Sugli orientamenti dei giudici degli Stati Uniti non è lecito farsi troppe illusioni. Forse le cinque religioni perderanno la loro battaglia in tribunale. Ma resterà il fatto storico ed esemplare del gesto comune – come accennato, non la solita dichiarazione ma l’intervento in un processo – di religioni, come scrive l’atto, «divise nelle loro prospettive teologiche ma unite nell’affermazione che la tradizionale definizione del matrimonio come riservato a un uomo e una donna è vitale per il benessere dei bambini, delle famiglie e della società». I giudici che dovessero decidere diversamente si prenderanno la responsabilità di farlo contro la grande maggioranza dei credenti americani, che fondano la loro opposizione al «matrimonio» gay su argomenti di ragione e non soltanto di fede.
C’è una lezione anche per i cattolici europei. Nell’esortazione apostolica «Evangelii gaudium» Papa Francesco scrive: «Non credo neppure che si debba attendere dal magistero papale una parola definitiva o completa su tutte le questioni che riguardano la Chiesa e il mondo. Non è opportuno che il Papa sostituisca gli Episcopati locali nel discernimento di tutte le problematiche che si prospettano nei loro territori». Sembra, dal testo stesso dell’esortazione apostolica e da interventi successivi, che Papa Francesco ritenga che spetti al Papa intervenire sull’aborto, perché lo scandalo dei milioni di aborti nel mondo «grida vendetta al cospetto di Dio». Non è, invece, detto esplicitamente, ma da riferimenti nelle note dell’esortazione apostolica a documenti dei vescovi degli Stati Uniti e della Francia sembra proprio che Papa Francesco, tra le materie su cui preferisce che siano gli episcopati locali a parlare, includa la tematica dell’ideologia di genere e del «matrimonio» omosessuale. Negli stessi passaggi, il Papa raccomanda pure ai vescovi d’intervenire per la difesa della famiglia e del «contributo indispensabile del matrimonio alla società» collaborando con fedeli di altre religioni e con altri cittadini di buona volontà.

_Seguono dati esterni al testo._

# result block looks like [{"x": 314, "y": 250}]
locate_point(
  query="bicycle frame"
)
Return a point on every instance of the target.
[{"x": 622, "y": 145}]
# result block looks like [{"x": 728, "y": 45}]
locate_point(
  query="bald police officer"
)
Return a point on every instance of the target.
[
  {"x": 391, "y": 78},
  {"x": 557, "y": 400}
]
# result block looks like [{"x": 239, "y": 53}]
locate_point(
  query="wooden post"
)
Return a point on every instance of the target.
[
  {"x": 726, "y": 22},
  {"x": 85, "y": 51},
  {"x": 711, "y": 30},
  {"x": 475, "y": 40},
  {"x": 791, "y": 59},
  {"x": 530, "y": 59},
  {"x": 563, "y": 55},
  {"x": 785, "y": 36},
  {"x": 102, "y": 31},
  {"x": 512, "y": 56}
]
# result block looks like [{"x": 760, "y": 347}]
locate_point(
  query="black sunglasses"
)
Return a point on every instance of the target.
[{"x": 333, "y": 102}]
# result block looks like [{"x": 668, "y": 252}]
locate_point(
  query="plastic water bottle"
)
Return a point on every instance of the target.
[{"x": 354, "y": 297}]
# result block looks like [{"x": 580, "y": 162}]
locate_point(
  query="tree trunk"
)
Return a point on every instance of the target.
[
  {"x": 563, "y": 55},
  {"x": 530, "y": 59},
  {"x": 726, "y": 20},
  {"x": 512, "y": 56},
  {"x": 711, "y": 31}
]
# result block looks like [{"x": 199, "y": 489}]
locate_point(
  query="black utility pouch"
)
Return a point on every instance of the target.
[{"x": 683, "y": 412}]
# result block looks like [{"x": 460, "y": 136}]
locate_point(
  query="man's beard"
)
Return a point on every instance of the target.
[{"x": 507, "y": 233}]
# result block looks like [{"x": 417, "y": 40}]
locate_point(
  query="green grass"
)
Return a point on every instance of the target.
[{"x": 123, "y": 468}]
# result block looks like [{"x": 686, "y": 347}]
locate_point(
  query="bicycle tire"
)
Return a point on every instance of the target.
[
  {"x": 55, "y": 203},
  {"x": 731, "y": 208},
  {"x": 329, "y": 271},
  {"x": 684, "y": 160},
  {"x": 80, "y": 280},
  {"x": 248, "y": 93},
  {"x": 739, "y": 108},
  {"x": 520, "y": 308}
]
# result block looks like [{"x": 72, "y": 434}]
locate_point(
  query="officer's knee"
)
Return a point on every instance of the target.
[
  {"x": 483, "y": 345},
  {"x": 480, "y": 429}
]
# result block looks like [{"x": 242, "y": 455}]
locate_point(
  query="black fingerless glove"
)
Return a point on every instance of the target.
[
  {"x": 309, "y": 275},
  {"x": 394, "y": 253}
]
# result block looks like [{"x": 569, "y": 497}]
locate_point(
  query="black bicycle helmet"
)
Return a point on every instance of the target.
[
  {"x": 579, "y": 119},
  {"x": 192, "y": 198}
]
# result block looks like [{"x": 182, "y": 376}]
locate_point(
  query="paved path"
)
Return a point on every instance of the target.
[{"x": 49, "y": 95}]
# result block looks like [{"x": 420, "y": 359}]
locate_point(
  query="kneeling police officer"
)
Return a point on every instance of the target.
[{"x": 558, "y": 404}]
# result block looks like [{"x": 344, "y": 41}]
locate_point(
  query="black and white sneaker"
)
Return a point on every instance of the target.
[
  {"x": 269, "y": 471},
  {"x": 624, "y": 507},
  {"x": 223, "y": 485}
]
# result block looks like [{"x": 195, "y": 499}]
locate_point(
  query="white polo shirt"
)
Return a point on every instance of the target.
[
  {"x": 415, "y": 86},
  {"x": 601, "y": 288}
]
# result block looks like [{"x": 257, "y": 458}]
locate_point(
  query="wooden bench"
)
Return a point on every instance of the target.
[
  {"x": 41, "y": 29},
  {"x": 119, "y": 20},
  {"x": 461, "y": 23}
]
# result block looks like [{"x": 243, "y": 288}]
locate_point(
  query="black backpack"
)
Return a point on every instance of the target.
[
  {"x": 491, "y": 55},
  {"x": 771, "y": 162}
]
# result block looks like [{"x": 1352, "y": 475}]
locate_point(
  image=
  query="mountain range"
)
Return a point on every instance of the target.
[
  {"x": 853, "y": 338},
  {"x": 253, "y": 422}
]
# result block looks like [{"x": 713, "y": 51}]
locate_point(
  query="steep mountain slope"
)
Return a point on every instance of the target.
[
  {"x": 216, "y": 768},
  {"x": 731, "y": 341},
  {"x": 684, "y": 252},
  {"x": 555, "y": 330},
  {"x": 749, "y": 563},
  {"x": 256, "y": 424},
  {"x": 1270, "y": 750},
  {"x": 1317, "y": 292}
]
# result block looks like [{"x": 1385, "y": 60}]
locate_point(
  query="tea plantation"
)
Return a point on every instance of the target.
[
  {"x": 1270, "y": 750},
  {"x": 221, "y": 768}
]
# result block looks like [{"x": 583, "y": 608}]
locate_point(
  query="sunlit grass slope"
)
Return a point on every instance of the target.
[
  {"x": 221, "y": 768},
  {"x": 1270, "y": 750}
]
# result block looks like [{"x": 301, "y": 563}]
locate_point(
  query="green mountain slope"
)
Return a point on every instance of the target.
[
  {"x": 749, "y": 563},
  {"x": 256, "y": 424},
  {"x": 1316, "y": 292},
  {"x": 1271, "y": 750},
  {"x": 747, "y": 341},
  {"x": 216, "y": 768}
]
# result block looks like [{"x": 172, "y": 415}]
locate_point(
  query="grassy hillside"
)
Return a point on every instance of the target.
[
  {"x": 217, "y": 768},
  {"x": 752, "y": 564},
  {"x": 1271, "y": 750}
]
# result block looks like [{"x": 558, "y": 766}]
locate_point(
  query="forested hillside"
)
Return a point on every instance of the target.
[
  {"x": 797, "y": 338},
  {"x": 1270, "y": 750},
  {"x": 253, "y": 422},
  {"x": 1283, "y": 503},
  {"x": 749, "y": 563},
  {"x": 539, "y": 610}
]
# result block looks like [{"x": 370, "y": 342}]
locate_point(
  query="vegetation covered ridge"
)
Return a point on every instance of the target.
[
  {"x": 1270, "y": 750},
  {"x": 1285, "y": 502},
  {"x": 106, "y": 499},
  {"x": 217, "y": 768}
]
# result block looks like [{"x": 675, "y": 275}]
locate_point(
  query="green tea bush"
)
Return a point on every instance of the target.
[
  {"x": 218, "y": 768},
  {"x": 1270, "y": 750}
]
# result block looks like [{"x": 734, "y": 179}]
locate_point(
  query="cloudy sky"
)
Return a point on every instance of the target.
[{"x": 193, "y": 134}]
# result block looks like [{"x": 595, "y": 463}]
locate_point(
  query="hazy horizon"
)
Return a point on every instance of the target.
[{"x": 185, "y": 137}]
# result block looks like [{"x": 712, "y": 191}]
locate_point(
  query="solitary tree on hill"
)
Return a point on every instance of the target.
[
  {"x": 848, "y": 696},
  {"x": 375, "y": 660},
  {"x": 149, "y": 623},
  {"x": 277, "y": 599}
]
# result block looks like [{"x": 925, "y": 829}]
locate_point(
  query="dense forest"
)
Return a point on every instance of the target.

«La nuova Bussola Quotidiana» ha ospitato un ampio dibattito sulla crisi nella Chiesa e sulle strategie pastorali di Papa Francesco. Gli argomenti di chi ritiene che, di fronte all’aggressione dell’ideologia di genere, sarebbe talora più persuasiva una parola diretta e personale del Papa non sono irragionevoli. D’altro canto, non si deve neanche ritenere che tutti gli episcopati locali si nascondano dietro il silenzio pontificio per tacere a loro volta, che non è quanto insegna la «Evangelii gaudium». In Polonia, Portogallo, Slovacchia i vescovi hanno pubblicato vigorosi documenti contro l’ideologia di genere. Negli Stati Uniti la Conferenza Episcopale ha fatto esattamente quanto prescrive l’esortazione apostolica: ha parlato – con un atto giuridico, dopo averlo fatto con documenti dottrinali – e ha raccolto attorno a sé una vasta coalizione di credenti di altre confessioni e religioni. Non è detto che la strategia che prevede su questi temi una delega totale dal Papa ai vescovi sia necessariamente la più efficace. Ma i vescovi americani ci dimostrano che rimboccarsi le maniche, prendere atto delle direttive pontificie e scendere in campo, cercando anche alleati significativi, serve di più che rimanere chiusi negli episcopi a cercare nelle virgole del Magistero di Papa Francesco qualche buona ragione per non far nulla.